Entre eles está o Amazonas, palco de 64 mortes confirmadas – número pode chegar a 67 com a localização de três corpos ao lado do Complexo Penitenciário Anísio Jobim (Compaj), onde 56 presos foram mortos. Os outros estados são Rondônia e Mato Grosso – as três unidades da federação, segundo o Ministério da Justiça, pediram ajuda ao governo.

 

Moraes está em negociação com autoridades de outros governos estaduais e deve, ainda neste domingo, anunciar mais cooperações. Outros estados estão em alerta por causa do risco de confrontos entre facções criminosas que dominam os presídios.

 

O ministério informou que o auxílio será providenciado conforme a necessidade manifestada por estado. Segundo a pasta, não têm sido feitos pedidos de envio de tropas da Força Nacional de Segurança.

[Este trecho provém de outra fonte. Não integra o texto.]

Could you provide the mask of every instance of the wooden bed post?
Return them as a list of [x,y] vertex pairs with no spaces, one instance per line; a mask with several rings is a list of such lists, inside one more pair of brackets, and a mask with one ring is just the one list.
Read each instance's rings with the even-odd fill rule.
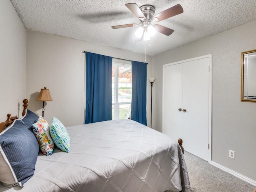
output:
[[179,145],[180,145],[180,148],[181,148],[181,150],[182,151],[182,153],[184,154],[184,149],[183,148],[183,147],[182,147],[182,143],[183,142],[183,141],[182,141],[182,139],[180,138],[178,139],[178,142],[179,143]]
[[25,114],[26,113],[26,110],[27,109],[27,107],[28,105],[28,100],[26,99],[25,99],[23,100],[23,103],[24,104],[22,105],[23,106],[23,111],[22,112],[22,116],[25,115]]

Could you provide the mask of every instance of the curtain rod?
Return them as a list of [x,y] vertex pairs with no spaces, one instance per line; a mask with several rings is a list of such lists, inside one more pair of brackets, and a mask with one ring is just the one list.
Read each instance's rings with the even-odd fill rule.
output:
[[[85,51],[83,51],[83,53],[86,53],[86,52]],[[132,61],[131,60],[128,60],[128,59],[121,59],[121,58],[117,58],[116,57],[112,57],[112,58],[114,58],[114,59],[121,59],[121,60],[124,60],[125,61]],[[147,64],[148,64],[148,63],[146,63]]]

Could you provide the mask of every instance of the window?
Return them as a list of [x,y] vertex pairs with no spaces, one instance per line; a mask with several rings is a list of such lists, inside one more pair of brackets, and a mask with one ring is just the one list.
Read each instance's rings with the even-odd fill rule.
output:
[[112,119],[126,119],[131,116],[132,64],[130,62],[113,59]]

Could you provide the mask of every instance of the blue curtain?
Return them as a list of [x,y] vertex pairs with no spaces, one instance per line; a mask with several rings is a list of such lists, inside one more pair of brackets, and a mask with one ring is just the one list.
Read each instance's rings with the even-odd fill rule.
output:
[[132,76],[131,119],[147,125],[147,64],[132,61]]
[[86,53],[86,124],[112,119],[112,58]]

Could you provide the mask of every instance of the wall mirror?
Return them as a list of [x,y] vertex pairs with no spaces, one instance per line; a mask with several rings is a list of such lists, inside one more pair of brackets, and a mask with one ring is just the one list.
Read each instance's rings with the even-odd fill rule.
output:
[[242,53],[241,101],[256,102],[256,50]]

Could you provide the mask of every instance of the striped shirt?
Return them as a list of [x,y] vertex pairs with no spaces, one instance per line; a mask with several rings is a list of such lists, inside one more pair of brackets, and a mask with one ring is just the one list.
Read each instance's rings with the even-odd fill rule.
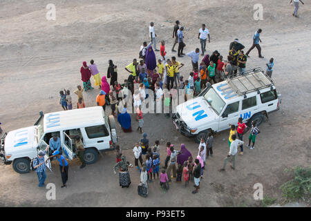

Roraima, palco de 33 mortes durante uma rebelião na sexta-feira, vai refazer pedido desse tipo, negado pelo próprio Moraes em dezembro do ano passado.

 

Para o Amazonas, haverá ajuda imediata da Força Integrada de Atuação no Sistema Penitenciário, que auxiliará na gestão do sistema prisional. Para Rondônia e Mato Grosso, estão previstos investimentos para modernizar e dotar as penitenciárias de equipamentos de monitoramento e segurança, conforme acordado com os estados. Na tarde de ontem, o ministro  conversou com o governador do Mato Grosso, Pedro Taques (PSDB), e autorizou o envio de equipamentos para presídios.

 

Na sexta-feira (6), o ministro da Justiça apresentou o Plano Nacional de Segurança Pública, que tem como um dos objetivos principais a racionalização e modernização do sistema penitenciário. O plano pretende também reduzir homicídios, feminicídios e a violência contra a mulher e promover o combate integrado à criminalidade transnacional – ligada a grandes quadrilhas que atuam no tráfico de drogas e de armamento pesado.